For those of us either entering into an understanding of polygyny or entering into a lifestyle of polygyny I know firsthand the struggles, the tears and the thoughts that God has abandoned you from time to time, but know this, that the struggles that we go through in retrospect are like God teaching us to ride a bike. It may be difficult at the start, but God will use those lessons more than we could ever know at this moment in time.

So to you believers out there keep listening to your Father, know that he loves you, and has your best interests in mind. And remember to just keep pedaling.
 
Gene, great illustration of James chapter 1. Our Father designs trials, and sometimes in those trials Satan uses them to tempt us, yet through it all it is designed for our character development and growth.
 
I'll tell you something I"m learning as I write this.. Women in plural marriage have to learn to die to themselves and their selfish nature on a daily basis.
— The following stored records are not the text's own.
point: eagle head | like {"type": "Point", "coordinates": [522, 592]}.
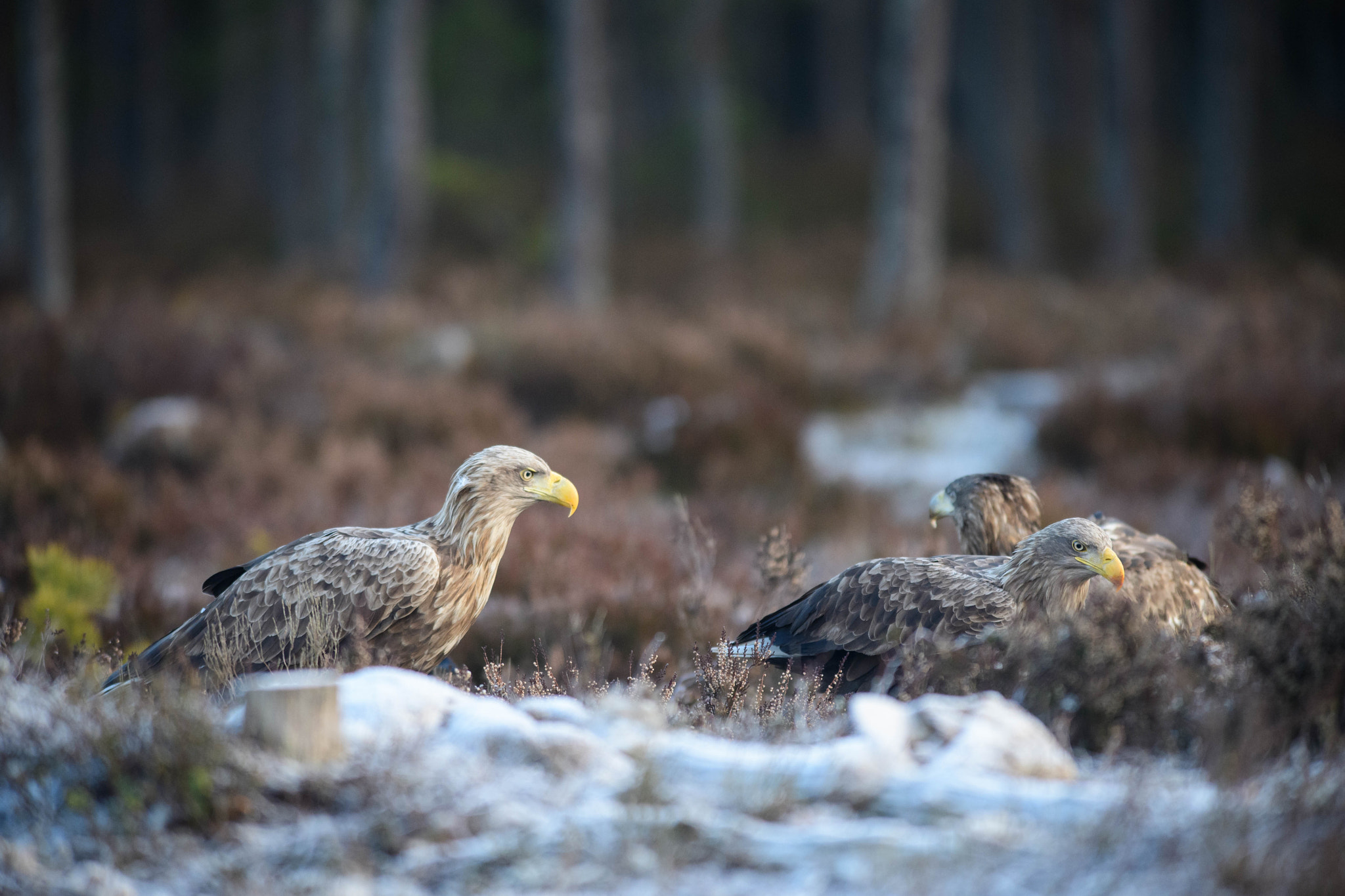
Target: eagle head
{"type": "Point", "coordinates": [993, 511]}
{"type": "Point", "coordinates": [514, 479]}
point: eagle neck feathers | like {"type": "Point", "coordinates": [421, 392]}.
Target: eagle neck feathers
{"type": "Point", "coordinates": [471, 528]}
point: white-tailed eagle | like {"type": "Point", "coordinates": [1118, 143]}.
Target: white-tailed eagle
{"type": "Point", "coordinates": [994, 512]}
{"type": "Point", "coordinates": [857, 624]}
{"type": "Point", "coordinates": [400, 597]}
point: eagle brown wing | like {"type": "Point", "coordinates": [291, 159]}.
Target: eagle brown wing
{"type": "Point", "coordinates": [1161, 580]}
{"type": "Point", "coordinates": [875, 606]}
{"type": "Point", "coordinates": [304, 598]}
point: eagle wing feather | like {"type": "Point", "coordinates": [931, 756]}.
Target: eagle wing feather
{"type": "Point", "coordinates": [314, 587]}
{"type": "Point", "coordinates": [873, 606]}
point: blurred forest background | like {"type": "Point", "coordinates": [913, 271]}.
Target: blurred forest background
{"type": "Point", "coordinates": [269, 267]}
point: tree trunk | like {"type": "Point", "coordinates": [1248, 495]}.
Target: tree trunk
{"type": "Point", "coordinates": [585, 137]}
{"type": "Point", "coordinates": [1126, 135]}
{"type": "Point", "coordinates": [154, 106]}
{"type": "Point", "coordinates": [907, 249]}
{"type": "Point", "coordinates": [45, 123]}
{"type": "Point", "coordinates": [240, 116]}
{"type": "Point", "coordinates": [844, 91]}
{"type": "Point", "coordinates": [997, 93]}
{"type": "Point", "coordinates": [396, 203]}
{"type": "Point", "coordinates": [717, 188]}
{"type": "Point", "coordinates": [288, 163]}
{"type": "Point", "coordinates": [335, 37]}
{"type": "Point", "coordinates": [1223, 124]}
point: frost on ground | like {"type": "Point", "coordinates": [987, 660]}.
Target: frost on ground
{"type": "Point", "coordinates": [451, 792]}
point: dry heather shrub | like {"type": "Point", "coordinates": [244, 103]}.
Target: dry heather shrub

I am sharing the time that was normally just for my daughter and me with another woman. She needs to have time with my husband in order to build a relationship so that if God leads them to marriage they have something to base it on.

God is showing me that I have to allow myself to find other things to occupy my time so that I don't dwell on what the enemy would use against me or my marriage.

Thank you for posting this. It reminds me that the trials I as a wife face and have the power and faith to overcome in this journey we call plural marriage.
 
Gene, your illustration has applications in so many areas of life. Thanks for posting!